The site will probably see a lot of users (tv, internet and radio marketing) so I'm concerned which alternative would be the best.
I'll be happy to provide more details if you need more to base a decision.
Thanks for reading.
Read this article "Database Normalization Basics", and come back here if you still have questions. It should help a lot.
The most fundamental idea behind these decisions, as you will see in this article, is that each table should represent one and only one "thing", and each field should relate directly and only to that thing.
In your payment types example, it probably makes sense to break it out into a separate table if you anticipate the need to store additional information about each payment type.
Create your "Type of Payment" table; there's no real question there. That's proper normalization and the power behind using relational databases. One of the many reasons to do so is the ability to update a Type of Payment record and not have to touch the related data in your users table. Your join between the two tables will allow your app to see the updated type of payment info by changing it in just the 1 place.
Regarding your other fields, they may not be as clear cut. The question to ask yourself about each field is "does this field relate only to a user or does it have meaning and possible use in its own right?". If you can never imagine a field having meaning outside of the context of a user you're safe leaving it as a field on the user table, otherwise do the primary key-foreign key relationship and put the information in its own table.
If you are building a form with variable inputs, I wouldn't recommend building it as one table. This is inflexible and dirty.
Normalization is the key, though if you end up with a key/value setup, or effectively a scalar type implementation across many tables and can't cache:
a) the form definition from table data and
b) the joined result of storage (either a caching view or otherwise)
c) or don't build in proper sharding
Then you may hit a performance boundary.
In this KVP setup, you might want to look at something like CouchDB or a less table-driven storage format.
You may also want to look at trickier setups such as serialized object storage and cache-tables if your internal data is heavily relative to other data already in the database
50 columns is a lot. Have you considered a table that stores values like a property sheet? This would only be useful if you didn't need to regularly query the values it contains.
INSERT INTO UserProperty(UserID, Name, Value)

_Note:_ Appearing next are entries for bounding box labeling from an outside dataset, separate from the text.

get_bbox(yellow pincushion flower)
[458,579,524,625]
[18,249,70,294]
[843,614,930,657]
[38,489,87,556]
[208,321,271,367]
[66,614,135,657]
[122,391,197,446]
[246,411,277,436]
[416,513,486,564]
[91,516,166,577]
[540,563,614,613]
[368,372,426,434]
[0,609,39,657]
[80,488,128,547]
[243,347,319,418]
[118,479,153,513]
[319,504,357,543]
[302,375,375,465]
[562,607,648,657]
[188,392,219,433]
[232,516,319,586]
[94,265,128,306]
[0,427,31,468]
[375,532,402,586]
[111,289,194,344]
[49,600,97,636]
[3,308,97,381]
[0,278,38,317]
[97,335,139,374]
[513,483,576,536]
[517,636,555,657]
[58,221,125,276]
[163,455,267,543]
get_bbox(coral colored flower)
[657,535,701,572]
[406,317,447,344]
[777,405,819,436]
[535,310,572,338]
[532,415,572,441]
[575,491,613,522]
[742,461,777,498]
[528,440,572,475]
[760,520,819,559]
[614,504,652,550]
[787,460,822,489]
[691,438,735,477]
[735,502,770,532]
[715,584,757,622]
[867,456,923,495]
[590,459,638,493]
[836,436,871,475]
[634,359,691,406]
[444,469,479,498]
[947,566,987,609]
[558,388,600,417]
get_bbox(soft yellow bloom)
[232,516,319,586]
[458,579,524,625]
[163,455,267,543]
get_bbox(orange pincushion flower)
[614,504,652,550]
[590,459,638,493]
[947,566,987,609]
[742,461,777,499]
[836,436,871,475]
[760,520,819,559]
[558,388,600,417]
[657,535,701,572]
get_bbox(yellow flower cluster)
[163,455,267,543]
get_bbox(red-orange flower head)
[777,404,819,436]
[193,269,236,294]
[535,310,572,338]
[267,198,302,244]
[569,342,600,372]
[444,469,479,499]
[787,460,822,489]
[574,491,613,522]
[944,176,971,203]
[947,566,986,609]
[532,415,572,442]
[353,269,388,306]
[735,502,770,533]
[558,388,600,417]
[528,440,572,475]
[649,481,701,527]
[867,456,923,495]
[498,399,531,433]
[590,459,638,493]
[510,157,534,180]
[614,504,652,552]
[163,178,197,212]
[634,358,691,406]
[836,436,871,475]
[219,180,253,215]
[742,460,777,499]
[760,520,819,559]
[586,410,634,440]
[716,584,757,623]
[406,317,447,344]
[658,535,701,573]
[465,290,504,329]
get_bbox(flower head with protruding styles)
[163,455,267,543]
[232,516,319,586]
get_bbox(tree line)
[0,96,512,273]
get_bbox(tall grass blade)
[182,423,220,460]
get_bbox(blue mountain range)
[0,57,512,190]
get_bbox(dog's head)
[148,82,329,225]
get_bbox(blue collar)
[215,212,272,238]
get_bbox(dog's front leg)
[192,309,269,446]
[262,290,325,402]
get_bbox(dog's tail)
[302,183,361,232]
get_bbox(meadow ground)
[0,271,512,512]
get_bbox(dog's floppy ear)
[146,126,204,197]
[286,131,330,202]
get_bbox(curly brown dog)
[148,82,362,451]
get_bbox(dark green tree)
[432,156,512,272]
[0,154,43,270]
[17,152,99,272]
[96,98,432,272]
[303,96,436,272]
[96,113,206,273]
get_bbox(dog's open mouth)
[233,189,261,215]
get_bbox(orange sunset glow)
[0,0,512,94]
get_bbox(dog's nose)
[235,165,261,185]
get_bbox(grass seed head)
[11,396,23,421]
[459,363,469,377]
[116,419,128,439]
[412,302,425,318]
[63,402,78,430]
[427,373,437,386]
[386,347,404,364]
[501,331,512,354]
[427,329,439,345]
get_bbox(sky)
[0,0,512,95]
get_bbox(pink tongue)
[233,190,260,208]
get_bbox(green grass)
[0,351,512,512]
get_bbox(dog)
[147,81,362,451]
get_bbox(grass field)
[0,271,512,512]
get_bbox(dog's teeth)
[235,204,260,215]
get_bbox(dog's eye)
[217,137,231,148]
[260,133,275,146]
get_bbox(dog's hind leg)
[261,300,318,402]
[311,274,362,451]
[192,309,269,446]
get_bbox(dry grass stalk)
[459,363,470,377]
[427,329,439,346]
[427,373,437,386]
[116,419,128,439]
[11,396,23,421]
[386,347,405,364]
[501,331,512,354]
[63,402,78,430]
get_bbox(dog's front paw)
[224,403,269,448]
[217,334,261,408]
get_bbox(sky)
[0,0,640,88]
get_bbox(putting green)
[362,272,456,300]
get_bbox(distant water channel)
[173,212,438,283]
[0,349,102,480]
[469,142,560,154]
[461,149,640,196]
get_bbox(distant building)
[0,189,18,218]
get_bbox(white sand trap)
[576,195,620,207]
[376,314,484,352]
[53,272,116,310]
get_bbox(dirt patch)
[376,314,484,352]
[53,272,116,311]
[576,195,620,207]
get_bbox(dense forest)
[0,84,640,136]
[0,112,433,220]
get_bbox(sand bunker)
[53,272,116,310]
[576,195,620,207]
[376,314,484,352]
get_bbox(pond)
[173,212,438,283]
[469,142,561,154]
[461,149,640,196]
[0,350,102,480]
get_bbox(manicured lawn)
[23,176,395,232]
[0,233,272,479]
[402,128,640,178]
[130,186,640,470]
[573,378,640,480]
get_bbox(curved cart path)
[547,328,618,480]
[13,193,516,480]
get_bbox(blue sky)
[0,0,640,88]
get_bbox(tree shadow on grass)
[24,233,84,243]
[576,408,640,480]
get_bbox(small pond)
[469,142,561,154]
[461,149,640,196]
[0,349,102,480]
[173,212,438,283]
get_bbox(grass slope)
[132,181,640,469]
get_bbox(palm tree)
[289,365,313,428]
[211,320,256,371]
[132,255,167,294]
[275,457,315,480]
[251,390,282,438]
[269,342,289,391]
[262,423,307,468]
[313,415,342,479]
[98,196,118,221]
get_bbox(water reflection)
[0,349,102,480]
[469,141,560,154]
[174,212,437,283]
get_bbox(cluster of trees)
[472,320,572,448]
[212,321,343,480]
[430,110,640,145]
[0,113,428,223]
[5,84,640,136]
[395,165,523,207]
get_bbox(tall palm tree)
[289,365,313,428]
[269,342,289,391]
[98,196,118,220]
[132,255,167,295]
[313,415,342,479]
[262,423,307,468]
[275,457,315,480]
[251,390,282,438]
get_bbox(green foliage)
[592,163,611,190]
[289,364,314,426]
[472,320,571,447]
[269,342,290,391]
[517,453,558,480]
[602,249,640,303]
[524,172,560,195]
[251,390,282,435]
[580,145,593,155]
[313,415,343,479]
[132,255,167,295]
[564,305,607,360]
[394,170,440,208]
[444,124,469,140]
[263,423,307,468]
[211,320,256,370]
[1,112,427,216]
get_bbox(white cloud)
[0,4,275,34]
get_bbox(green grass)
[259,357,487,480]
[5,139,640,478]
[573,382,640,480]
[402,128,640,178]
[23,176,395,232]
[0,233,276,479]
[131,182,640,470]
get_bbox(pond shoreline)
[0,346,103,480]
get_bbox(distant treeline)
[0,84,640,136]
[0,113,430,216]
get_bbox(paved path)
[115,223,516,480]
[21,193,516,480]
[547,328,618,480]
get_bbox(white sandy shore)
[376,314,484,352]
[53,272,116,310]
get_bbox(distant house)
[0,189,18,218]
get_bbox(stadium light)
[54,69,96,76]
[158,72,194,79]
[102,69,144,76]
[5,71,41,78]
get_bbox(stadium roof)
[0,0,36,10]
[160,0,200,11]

VALUES(1, 'PaymentType', 'Visa')
INSERT INTO UserProperty(UserID, Name, Value)
VALUES(1, 'TrafficSource', 'TV')
I think I figured out a great way of solving this. Thanks to a friend of mine for suggesting this!

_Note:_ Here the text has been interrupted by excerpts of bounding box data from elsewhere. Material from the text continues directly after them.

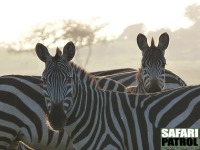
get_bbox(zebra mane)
[71,62,99,88]
[52,47,62,62]
[151,37,155,47]
[135,68,142,83]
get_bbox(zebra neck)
[135,82,147,93]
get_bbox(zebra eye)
[142,63,146,68]
[162,63,166,68]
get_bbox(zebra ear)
[137,33,149,51]
[158,32,169,51]
[63,41,75,61]
[35,43,51,62]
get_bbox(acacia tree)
[4,19,108,67]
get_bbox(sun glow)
[0,0,199,41]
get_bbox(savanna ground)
[0,39,200,85]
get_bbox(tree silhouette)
[4,19,109,66]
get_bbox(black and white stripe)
[0,75,126,150]
[94,33,186,93]
[36,42,200,149]
[0,75,72,150]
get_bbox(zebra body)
[0,75,69,150]
[94,33,186,93]
[36,42,196,150]
[0,75,126,150]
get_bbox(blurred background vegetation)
[0,4,200,85]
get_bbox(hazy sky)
[0,0,200,40]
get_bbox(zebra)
[0,75,73,150]
[36,42,200,150]
[94,32,187,93]
[0,75,126,150]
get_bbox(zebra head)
[137,33,169,93]
[35,42,75,130]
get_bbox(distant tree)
[5,19,109,66]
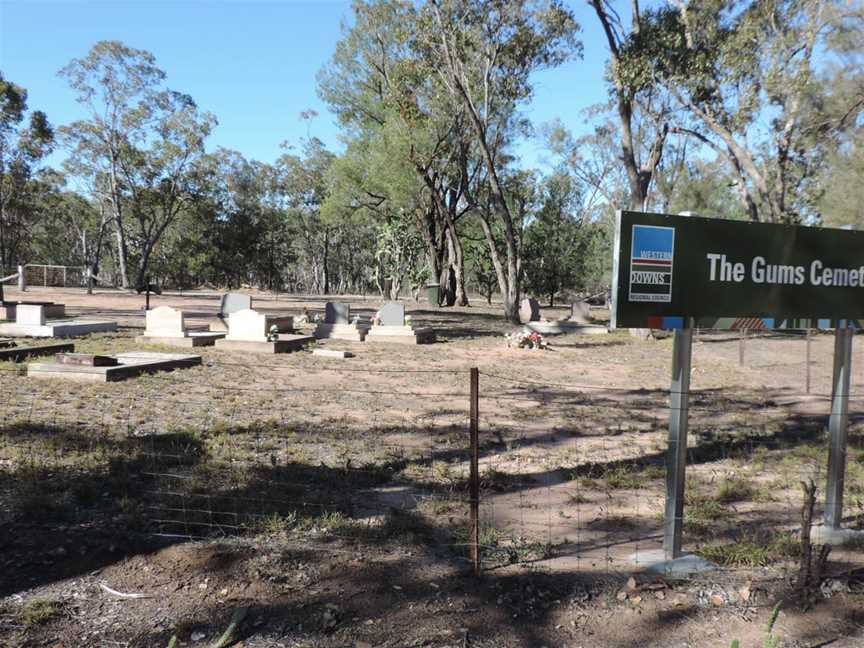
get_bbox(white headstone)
[219,293,252,317]
[15,304,45,326]
[225,308,267,342]
[144,306,186,337]
[378,302,405,326]
[519,297,540,324]
[570,302,591,324]
[324,302,351,324]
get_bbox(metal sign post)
[825,327,855,529]
[663,328,693,560]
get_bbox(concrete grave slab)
[135,306,225,349]
[0,319,117,338]
[0,342,75,362]
[324,302,351,324]
[210,293,252,333]
[225,308,294,342]
[312,349,354,359]
[525,320,609,335]
[54,353,120,367]
[314,302,369,342]
[216,333,315,353]
[630,549,717,578]
[27,351,201,382]
[0,301,66,322]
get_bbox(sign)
[612,211,864,329]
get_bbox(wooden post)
[663,328,693,560]
[825,322,855,529]
[468,367,481,576]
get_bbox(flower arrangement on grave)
[504,331,546,349]
[267,324,279,342]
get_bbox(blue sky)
[0,0,626,167]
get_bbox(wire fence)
[0,338,864,584]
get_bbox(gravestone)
[570,302,591,324]
[144,306,186,337]
[378,302,405,326]
[227,308,268,342]
[15,304,45,326]
[519,297,540,324]
[219,293,252,318]
[324,302,351,324]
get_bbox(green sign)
[612,211,864,329]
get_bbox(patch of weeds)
[684,499,729,537]
[466,525,552,565]
[699,532,801,567]
[21,599,61,628]
[567,491,591,504]
[604,465,644,490]
[642,464,666,480]
[714,477,756,504]
[418,495,465,515]
[255,511,297,535]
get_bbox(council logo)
[630,225,675,302]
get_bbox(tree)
[0,73,54,278]
[525,172,584,307]
[640,0,864,223]
[271,137,335,295]
[417,0,580,323]
[589,0,669,210]
[60,41,216,288]
[319,0,477,305]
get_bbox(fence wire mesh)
[0,334,864,584]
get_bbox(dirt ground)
[0,287,864,648]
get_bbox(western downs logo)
[630,225,675,302]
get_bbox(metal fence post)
[468,367,480,576]
[663,322,693,560]
[825,327,855,529]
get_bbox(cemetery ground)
[0,288,864,648]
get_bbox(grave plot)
[366,302,435,344]
[0,341,75,362]
[135,306,225,349]
[0,304,117,337]
[315,302,369,342]
[216,308,315,353]
[519,298,609,335]
[210,293,252,333]
[0,301,66,322]
[27,351,201,382]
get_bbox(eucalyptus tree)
[640,0,864,222]
[319,0,477,305]
[416,0,580,322]
[60,41,216,288]
[0,73,54,276]
[588,0,670,210]
[271,137,335,294]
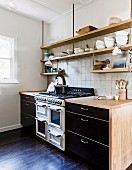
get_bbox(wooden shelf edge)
[40,44,132,62]
[41,19,132,49]
[40,72,58,76]
[91,68,132,73]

I have three tables, Field {IdField, FieldName, FieldType}, FieldInput {IdInput, IdField, IdUser} and User { IdUser, UserName... etc }
This way it becomes very easy to see what a user has answered, the solution is somewhat scalable and it provides a good overview. I will constrain the alternatives in another layer, farther away from the db. I believe it's a tradeoff worth doing.
Any suggestions or critics to this solution?